Lors de ses conférences, Brakhage donne sa vision du cinéma : « Laissez-moi vous dire, le plus simplement qu’il m’est possible : la quête d’un art… qu’il s’agisse de création ou d’appréciation… est la plus terrifiante aventure qu’on puisse imaginer. Elle mène toujours vers des régions inexplorées ; l’âme est menacée de mort à tous les tournants ; l’esprit s’éreinte complètement ; et le corps va et vient, sans fin, en parcourant une terre de moins en moins familière. Il n’y a AUCUN espoir de revenir du territoire découvert au bout de cette aventure ; et il n’y a AUCUN espoir d’être délivré de l’impasse dans laquelle une telle quête peut mener. » Cette introduction au livre prouve bien l’idée que l’auteur se fait du cinéma et de l’art. Dans ses « lectures », le cinéaste prend quatre réalisateurs qui ont eux aussi, à leur manière, marqué l’histoire : Méliès, Griffith, Dreyer, Eisenstein.

Avec toute la poésie qui imprègne ses films, Stan Brakhage raconte les vies de ces personnages et leurs contributions au cinéma. Il va cependant y apporter sa touche personnelle en inventant leurs biographies et en les rapprochant des écrits de Freud ou de Mélanie Klein sur le moi et les résurgences de l’enfance dans le monde adulte.
A partir de ces données, et de son analyse, il va confronter l’œuvre de chacun des réalisateurs face à ce qui aurait pu construire sa carrière. Comme la femme-ventre chez Méliès symbole féminin de projection du cinéma au stade embryonnaire, la sauvagerie chez Griffith, puisant dans sa sauvagerie pour obtenir des batailles et une grammaire du cinéma. Ou encore l’existence face à la trame des contes de fées chez Dreyer pour lutter contre la raideur de sa culture et instituer un nouveau classicisme. Pour Eisenstein, il apprivoise l’horreur dont il fut saisi à la naissance pour déployer une esthétique du montage et un totémisme fabuleux.

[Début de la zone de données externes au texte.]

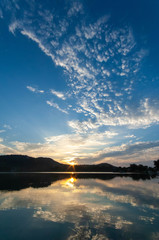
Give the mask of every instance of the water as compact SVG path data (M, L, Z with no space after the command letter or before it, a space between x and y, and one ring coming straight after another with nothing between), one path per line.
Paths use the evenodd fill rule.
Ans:
M0 174L1 240L158 240L159 178Z

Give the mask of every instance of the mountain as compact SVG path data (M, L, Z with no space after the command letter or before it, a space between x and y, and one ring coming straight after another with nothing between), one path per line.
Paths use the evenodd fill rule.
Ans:
M119 171L108 163L97 165L70 166L56 162L51 158L33 158L26 155L0 156L0 172L116 172Z
M61 170L64 166L51 158L33 158L25 155L0 156L1 172L49 172Z

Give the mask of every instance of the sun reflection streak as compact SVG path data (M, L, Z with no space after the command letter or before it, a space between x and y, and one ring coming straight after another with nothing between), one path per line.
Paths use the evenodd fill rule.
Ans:
M66 187L74 188L75 187L75 182L77 181L76 178L71 177L65 181L63 181L63 185Z

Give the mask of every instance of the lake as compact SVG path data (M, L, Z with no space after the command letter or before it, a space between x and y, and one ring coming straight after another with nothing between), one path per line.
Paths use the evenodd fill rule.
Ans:
M0 174L1 240L158 240L159 178Z

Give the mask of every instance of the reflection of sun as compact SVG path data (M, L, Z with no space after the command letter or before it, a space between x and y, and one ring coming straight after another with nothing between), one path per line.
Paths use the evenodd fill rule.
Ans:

La genèse de ce livre tient à comprendre le destin de ces réalisateurs et de leurs films, mais aussi ce qu’ils ont créés pour le cinéma. Les traits professionnels sont brillamment auscultés et analysés en fonction de la particularité de chacun, que ce soit le merveilleux et la magie chez Méliès, la grammaire chez Griffith, la lumière chez Dreyer, ou encore le montage chez Eisenstein. Pour chaque spécialité Brakhage puise dans la psychanalyse et dans son talent de conteur pour nous transporter dans les prémices de ce qui fera le cinéma.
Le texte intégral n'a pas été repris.